Ich esse auch gern Aal, aber Naturschutz sieht anders aus. Solche Statements sind doch Steilvorlagen gegen die Angler, und das zu Recht.

Mann, regt mich so was auf.


----------



## Ralle 24 (19. Januar 2012)

*AW: VDSF- und DAV-Statement zum Aal-Management*

Du kannst Dir sicher vorstellen, dass ich gerne mit auf die Verbände einprügeln würde.
Aber abgesehen davon, dass dieses Schreiben aus 2008 stammt, ist die Schlußfolgerung richtig. Nur die Art und Weise wie es rübergebracht wird etwas unglücklich.

Wenn Angler und Fischer keine Aale mehr fangen dürfen, geht der Besatz drastisch zurück. Glasaale, die nicht als Besatzfisch verwendet werden, landen in der Konserve. 

Also, da kenn ich auf Anhieb andere Naturschutzthemen, bei denen sich die Verbände bis auf die Knochen blamieren.


----------



## Dunraven (20. Januar 2012)

*AW: VDSF- und DAV-Statement zum Aal-Management*

Sehe ich auch so.
Ich kenne Vorschläge von Jahreshauptversammlungen wo Leute meinten man solle doch für den Aalbesatz die halben Einnahmen ausgeben.

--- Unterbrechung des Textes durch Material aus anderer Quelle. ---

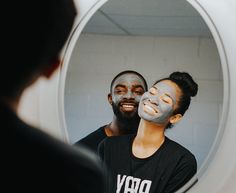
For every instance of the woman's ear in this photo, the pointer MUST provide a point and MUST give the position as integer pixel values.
(50, 69)
(109, 98)
(175, 118)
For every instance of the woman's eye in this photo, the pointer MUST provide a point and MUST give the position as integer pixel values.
(153, 91)
(167, 100)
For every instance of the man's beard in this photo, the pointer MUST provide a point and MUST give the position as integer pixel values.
(128, 121)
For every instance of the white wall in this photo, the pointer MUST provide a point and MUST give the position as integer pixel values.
(96, 59)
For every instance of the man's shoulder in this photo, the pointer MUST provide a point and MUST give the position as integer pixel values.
(178, 149)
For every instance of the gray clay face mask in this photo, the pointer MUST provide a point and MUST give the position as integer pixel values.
(157, 105)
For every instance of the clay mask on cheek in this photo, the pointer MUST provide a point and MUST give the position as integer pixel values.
(157, 106)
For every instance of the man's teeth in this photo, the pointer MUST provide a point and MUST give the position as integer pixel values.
(128, 106)
(150, 109)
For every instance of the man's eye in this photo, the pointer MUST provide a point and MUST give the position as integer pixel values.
(119, 91)
(138, 92)
(153, 91)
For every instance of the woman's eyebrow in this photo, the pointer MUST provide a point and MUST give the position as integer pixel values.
(169, 96)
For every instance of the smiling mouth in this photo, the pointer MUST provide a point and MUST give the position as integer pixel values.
(150, 108)
(128, 107)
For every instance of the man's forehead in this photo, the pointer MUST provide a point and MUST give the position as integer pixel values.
(129, 78)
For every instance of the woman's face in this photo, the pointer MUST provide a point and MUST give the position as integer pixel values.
(158, 104)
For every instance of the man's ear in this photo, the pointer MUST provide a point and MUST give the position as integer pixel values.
(50, 69)
(175, 118)
(109, 97)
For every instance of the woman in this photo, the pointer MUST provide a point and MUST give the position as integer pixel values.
(149, 162)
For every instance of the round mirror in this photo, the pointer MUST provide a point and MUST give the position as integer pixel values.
(154, 38)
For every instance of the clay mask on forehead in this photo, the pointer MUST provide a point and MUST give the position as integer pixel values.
(130, 81)
(157, 105)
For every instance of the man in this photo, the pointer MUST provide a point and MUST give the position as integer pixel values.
(126, 90)
(31, 160)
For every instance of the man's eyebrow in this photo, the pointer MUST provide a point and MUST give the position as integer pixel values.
(154, 87)
(169, 96)
(120, 85)
(138, 86)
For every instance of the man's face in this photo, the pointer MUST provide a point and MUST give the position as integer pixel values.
(158, 104)
(126, 94)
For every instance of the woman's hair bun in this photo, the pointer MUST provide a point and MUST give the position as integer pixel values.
(186, 81)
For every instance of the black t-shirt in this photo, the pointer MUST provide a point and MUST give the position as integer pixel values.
(93, 139)
(34, 162)
(168, 169)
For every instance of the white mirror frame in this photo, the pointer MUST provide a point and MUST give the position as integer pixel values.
(218, 173)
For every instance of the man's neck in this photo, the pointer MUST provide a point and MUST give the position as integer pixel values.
(116, 128)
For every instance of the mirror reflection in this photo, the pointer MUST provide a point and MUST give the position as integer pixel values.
(154, 38)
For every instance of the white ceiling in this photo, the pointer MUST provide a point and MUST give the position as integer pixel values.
(149, 18)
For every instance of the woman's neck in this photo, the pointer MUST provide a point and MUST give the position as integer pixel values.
(150, 133)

Ist natürlich Blödsinn sowas, aber die Frage ist schon welche Jahreshauptversammlung bei einem Fangverbot einer Erhöhung der Ausgaben für Aalbesatz zustimmen würde. Da würden dann sicher viele Mitglieder dicht machen und sagen ne wollen wir nicht. Solange sie auf Aal, Karpfen, Zander und Hecht fischen können, da macht es nichts wenn ein Teil des Besatzes in Stichling, Bitterling, ect., halt geschützte Kleinfischarten geht. Aber bei einem großen Anteil, und das für Fische die sie nicht befischen dürfen, da kann der Vorstand dann bei vielen Vereinen soviel argumentieren wie er will. Nicht bei allen, aber Sachen wie z.B. Regenbogenforellenbesatz sind doch nichts anderes als Mitglieder zurfrieden stellen, und haben nichts mit einem natürlichen Besatz zu tun, und wieviele Vereine machen sowas. Das selber beim Besatz mit fangfähigen Fischen ohne einem Zwischenfall am Gewässer der den natürlichen Bestand auf einen Schlag komplett zerlegt hat.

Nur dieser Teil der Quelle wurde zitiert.